Citoyenne du monde

Le Journal du Yoga Ce n’est pas la première fois que vous venez en France. Vous étiez déjà venue à Orléans pour soutenir les faucheurs volontaires d’OGM...   
Vandana Shiva J’étais venue soutenir ce mouvement en 2006 parce qu’il s’agissait du même combat que celui que nous menons chez nous : libérer l’agriculture de la domination des multinationales et la soustraire à la contamination des OGM et au monopole de l’ingénierie génétique.

JdY Votre lutte contre les OGM remonte aux années 80. Qu’est-ce qui a été à l’origine de votre engagement ?
V.S. J’ai commencé à lutter contre les OGM en 1987, lors de la septième conférence des Nations unies sur le Commerce et le Développement. Je me suis alors aperçue qu’il s’agissait d’une stratégie pour prendre le contrôle sur notre santé et sur notre alimentation. Les firmes de l’agrobusiness n’arrivaient pas à dire aux paysans : « Cette plante est à moi, c’est mon invention. » Mais en créant des OGM, c’est-à-dire en rajoutant un gène toxique à la plante, ils pouvaient affirmer que c’était eux qui l’avaient créée, et qu’ils pouvaient désormais la leur vendre.
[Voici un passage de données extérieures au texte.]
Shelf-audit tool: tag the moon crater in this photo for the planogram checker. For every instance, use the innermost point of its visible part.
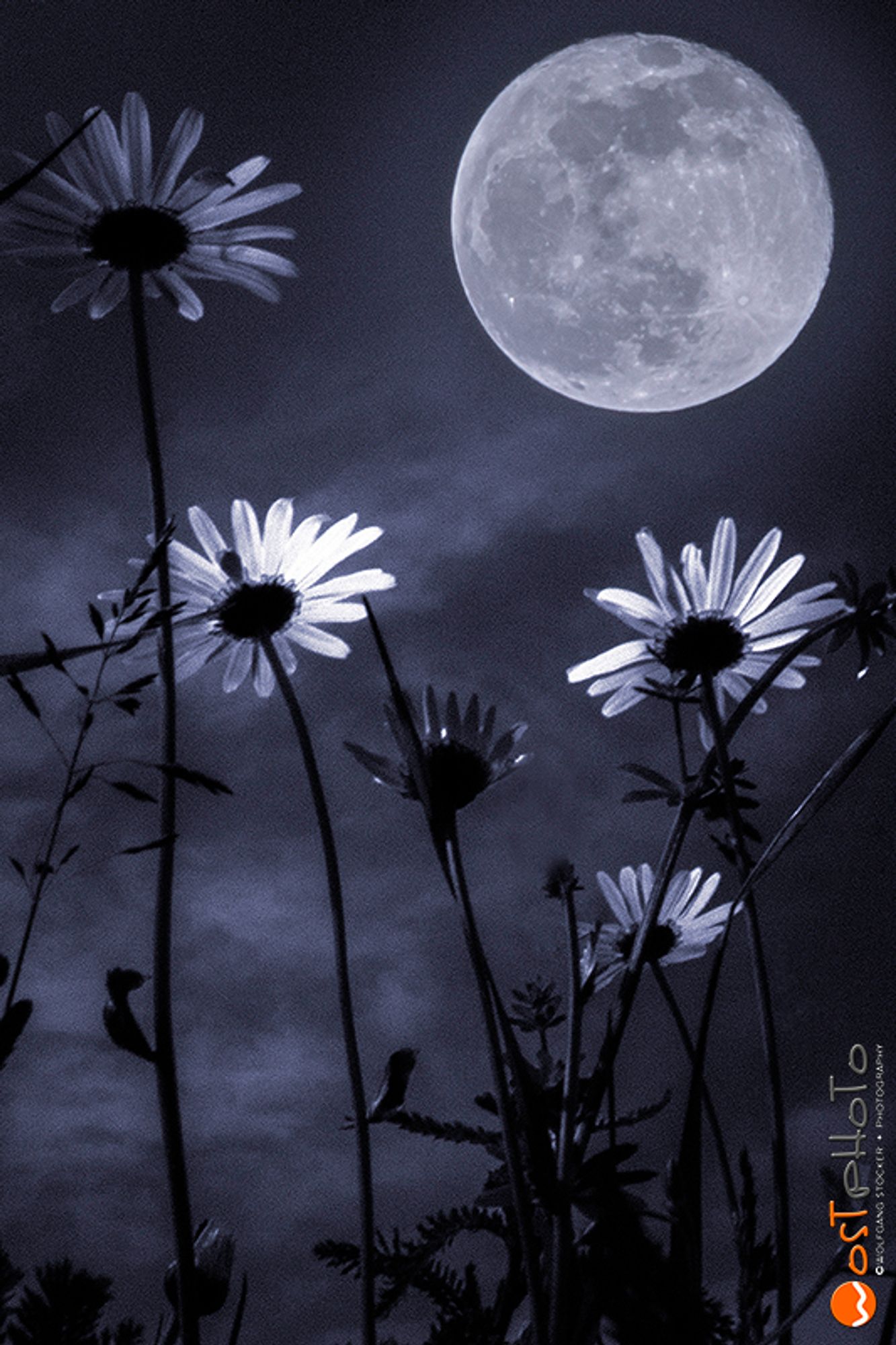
(642, 223)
Mais ajouter un gène toxique ne remplace pas dix mille ans de travail créatif de la nature, des paysans, des femmes, ni ne crée les prochains dix mille ans d’évolution. Un gène toxique leur a donné la propriété sur le vivant. Au lieu de reconnaître à ces entreprises des droits exclusifs de propriété intellectuelle sur le vivant, on devrait les poursuivre en justice pour contamination alimentaire.


JdY C’est donc pour ça que vous avez créé la devise « GMO pour God, move over » ?
V.S. Oui ! Les ingénieurs de la biotechnologie agricole travaillent dans leurs laboratoires pour résoudre des problèmes qui sont bien au-delà de leurs capacités. Ils jouent à être Dieu. D’où le « GMO : Dieu, pousse-toi ! C’est nous le Créateur ! La nature, l’évolution, c’est nous maintenant ! ».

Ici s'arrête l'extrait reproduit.